Paul Tereul, Iñigo Manglano-Ovalle and Tony Streit
The project was a collaboration between two artists, a teacher and a group of teenagers from a West Town high school located in a predominantly low-income, Mexican, Puerto Rican, Central, and South American neighborhood. They created an installation presented during a block party, composed by forty videos, which documented the everyday life of people living in the area, like gangs and their families, and gentrification in order to encourage action around challenges faced by the community. The high level of participation to the event pushed the organisers to create a long-term program devoted to the media and technology literacy of young people. In 1995 Street-Level Youth Media become one of the first nonprofits in US to offer technology access and media arts training to urban youth.

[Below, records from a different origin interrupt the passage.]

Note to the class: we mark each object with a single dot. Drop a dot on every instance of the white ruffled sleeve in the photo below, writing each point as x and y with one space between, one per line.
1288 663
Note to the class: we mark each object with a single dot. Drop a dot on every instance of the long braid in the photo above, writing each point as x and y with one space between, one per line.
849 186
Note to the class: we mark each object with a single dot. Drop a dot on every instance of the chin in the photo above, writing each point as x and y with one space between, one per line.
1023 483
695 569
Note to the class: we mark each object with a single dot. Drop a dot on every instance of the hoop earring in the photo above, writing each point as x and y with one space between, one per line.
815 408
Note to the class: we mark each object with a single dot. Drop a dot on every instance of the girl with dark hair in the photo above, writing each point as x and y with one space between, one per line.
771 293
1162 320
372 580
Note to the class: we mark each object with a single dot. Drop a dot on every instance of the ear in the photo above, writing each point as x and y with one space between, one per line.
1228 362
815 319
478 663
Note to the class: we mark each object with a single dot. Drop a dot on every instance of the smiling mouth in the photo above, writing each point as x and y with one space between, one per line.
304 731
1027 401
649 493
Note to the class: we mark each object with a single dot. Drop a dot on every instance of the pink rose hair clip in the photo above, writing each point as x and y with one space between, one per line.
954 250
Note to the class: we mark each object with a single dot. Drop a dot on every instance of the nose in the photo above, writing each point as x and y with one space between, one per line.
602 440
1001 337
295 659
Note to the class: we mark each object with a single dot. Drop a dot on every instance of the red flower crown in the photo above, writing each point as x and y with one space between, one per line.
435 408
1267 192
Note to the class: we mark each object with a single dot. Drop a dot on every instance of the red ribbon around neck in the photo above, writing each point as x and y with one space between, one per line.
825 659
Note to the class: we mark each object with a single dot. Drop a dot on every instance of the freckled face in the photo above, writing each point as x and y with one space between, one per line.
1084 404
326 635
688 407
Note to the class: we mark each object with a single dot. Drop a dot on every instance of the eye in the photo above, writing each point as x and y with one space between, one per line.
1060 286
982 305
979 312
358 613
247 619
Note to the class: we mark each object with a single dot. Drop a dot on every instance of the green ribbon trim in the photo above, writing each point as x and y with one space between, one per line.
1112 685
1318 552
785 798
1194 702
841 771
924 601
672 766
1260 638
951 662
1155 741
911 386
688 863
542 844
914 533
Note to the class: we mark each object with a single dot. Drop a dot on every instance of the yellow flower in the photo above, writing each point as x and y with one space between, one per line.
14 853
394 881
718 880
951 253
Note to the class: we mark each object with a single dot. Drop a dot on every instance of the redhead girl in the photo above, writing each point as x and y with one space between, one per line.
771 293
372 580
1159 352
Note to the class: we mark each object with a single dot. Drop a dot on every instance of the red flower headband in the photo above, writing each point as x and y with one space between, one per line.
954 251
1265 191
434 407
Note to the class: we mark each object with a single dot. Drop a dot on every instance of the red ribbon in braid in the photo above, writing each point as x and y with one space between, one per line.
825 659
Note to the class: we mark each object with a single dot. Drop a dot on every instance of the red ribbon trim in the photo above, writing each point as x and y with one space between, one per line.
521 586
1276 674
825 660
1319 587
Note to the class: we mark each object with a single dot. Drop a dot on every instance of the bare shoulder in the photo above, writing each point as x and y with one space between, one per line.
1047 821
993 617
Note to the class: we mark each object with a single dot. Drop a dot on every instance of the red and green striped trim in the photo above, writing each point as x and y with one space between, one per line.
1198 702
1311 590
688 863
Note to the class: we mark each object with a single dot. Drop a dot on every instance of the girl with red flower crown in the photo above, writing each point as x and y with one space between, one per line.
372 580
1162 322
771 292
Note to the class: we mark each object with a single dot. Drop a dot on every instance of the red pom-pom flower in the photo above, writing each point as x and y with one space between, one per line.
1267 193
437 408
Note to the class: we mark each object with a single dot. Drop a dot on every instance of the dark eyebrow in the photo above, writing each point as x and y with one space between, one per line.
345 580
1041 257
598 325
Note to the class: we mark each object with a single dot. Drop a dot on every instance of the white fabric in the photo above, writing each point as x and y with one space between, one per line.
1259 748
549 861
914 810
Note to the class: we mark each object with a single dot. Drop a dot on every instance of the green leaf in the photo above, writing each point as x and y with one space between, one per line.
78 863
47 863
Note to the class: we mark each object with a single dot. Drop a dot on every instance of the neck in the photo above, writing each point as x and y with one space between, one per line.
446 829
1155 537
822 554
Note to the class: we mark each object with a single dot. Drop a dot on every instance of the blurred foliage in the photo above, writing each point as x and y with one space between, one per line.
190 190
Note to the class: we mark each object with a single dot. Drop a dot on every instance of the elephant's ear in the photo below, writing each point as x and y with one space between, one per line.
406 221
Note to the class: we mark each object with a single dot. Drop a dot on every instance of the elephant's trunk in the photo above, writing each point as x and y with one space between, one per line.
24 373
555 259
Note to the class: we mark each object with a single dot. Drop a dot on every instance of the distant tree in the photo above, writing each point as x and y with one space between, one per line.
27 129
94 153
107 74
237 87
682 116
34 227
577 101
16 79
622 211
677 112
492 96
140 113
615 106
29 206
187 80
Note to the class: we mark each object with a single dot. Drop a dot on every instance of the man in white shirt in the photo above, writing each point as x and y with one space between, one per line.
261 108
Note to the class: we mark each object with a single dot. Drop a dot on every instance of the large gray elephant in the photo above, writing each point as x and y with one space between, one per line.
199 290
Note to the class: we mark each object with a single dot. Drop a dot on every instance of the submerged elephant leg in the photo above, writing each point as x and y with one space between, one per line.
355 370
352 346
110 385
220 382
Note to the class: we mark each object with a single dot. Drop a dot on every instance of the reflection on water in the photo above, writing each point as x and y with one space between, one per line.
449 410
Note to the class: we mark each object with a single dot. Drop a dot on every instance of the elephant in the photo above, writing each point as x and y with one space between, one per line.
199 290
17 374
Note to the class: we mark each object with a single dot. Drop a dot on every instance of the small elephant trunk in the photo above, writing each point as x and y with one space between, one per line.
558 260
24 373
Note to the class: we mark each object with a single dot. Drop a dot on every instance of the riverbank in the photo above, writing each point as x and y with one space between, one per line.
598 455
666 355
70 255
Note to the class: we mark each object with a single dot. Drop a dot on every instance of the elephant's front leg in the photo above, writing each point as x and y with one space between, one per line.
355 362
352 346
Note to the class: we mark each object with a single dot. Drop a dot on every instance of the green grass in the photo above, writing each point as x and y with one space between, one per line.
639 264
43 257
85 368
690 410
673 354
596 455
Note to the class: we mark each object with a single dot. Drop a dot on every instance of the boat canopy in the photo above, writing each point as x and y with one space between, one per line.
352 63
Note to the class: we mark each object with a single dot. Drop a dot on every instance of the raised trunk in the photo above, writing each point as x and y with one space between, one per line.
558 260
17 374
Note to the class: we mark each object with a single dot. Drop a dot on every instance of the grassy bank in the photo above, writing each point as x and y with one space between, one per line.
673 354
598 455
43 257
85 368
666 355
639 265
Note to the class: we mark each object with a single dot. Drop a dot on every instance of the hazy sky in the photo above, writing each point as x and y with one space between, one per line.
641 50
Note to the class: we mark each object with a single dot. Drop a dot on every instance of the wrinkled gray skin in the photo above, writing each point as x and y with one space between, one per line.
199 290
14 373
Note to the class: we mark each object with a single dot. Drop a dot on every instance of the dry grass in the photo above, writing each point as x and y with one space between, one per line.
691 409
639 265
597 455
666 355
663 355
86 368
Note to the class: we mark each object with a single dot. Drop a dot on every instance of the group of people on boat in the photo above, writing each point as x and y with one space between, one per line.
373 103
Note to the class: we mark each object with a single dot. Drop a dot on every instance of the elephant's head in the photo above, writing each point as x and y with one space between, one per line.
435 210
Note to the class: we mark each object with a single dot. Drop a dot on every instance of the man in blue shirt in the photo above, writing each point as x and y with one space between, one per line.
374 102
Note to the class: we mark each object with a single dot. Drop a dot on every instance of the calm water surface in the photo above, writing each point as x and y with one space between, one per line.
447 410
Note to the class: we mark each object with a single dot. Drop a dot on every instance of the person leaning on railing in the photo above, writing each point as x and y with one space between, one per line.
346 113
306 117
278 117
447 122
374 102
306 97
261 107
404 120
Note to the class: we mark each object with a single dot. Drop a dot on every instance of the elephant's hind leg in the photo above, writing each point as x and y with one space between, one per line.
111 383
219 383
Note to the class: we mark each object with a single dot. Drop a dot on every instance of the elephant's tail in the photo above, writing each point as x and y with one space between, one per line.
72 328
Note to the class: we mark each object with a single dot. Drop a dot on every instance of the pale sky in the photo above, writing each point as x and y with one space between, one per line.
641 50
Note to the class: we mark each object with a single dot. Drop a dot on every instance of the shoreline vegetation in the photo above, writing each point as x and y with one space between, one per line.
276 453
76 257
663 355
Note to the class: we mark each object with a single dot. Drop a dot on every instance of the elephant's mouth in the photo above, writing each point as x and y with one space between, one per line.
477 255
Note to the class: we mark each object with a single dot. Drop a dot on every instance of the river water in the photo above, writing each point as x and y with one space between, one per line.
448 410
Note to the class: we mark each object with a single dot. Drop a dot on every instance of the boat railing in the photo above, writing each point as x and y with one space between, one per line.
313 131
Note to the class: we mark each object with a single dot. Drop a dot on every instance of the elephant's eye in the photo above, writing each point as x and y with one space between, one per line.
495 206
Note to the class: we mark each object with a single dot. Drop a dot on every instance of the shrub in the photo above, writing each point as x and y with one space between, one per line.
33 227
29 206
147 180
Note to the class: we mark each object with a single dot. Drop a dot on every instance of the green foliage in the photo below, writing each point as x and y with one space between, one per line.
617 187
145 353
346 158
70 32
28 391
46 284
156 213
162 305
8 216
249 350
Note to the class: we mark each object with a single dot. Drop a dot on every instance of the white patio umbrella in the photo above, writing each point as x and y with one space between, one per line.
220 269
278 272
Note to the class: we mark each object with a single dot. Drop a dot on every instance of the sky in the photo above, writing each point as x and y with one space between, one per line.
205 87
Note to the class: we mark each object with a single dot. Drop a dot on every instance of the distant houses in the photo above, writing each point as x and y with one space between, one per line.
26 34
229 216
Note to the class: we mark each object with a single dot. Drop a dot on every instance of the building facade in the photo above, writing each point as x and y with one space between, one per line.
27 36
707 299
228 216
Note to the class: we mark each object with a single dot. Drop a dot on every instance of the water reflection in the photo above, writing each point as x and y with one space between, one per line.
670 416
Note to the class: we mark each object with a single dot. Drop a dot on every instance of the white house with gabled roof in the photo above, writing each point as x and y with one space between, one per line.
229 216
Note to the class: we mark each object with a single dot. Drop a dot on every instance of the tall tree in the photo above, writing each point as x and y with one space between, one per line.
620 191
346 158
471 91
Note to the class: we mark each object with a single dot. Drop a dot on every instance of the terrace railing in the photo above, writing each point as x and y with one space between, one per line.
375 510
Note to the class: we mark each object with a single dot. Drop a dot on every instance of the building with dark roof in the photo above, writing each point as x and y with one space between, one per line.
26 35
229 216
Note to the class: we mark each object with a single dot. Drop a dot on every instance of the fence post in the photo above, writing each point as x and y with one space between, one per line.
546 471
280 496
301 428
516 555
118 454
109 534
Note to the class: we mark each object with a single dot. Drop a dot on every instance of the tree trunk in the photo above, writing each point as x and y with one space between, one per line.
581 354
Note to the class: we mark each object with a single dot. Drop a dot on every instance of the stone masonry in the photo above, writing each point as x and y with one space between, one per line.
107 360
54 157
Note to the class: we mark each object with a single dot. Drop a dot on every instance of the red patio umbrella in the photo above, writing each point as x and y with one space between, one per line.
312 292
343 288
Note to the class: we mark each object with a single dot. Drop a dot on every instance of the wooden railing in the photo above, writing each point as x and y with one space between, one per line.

«Using video and audio production, graphic design, digital photography, and the Internet, Street-Level youth address community issues, access advanced communication technology, and gain inclusion in our information-based society.»
«The original location was opened at the site where numerous gang lines converged; a number of projects created dialogues between rival gang members who had never spoken to one another.»
The center emerged from a collaborative project in the seminal 1992-93 Culture in Action: New Public Art in Chicago exhibition curated by Mary Jane Jacob at Sculpture Chicago.
Iñigo Manglano-Ovalle, Paul Tereul and Tony Streit, artists, Inhabitants of West Town, teachers and teenagers.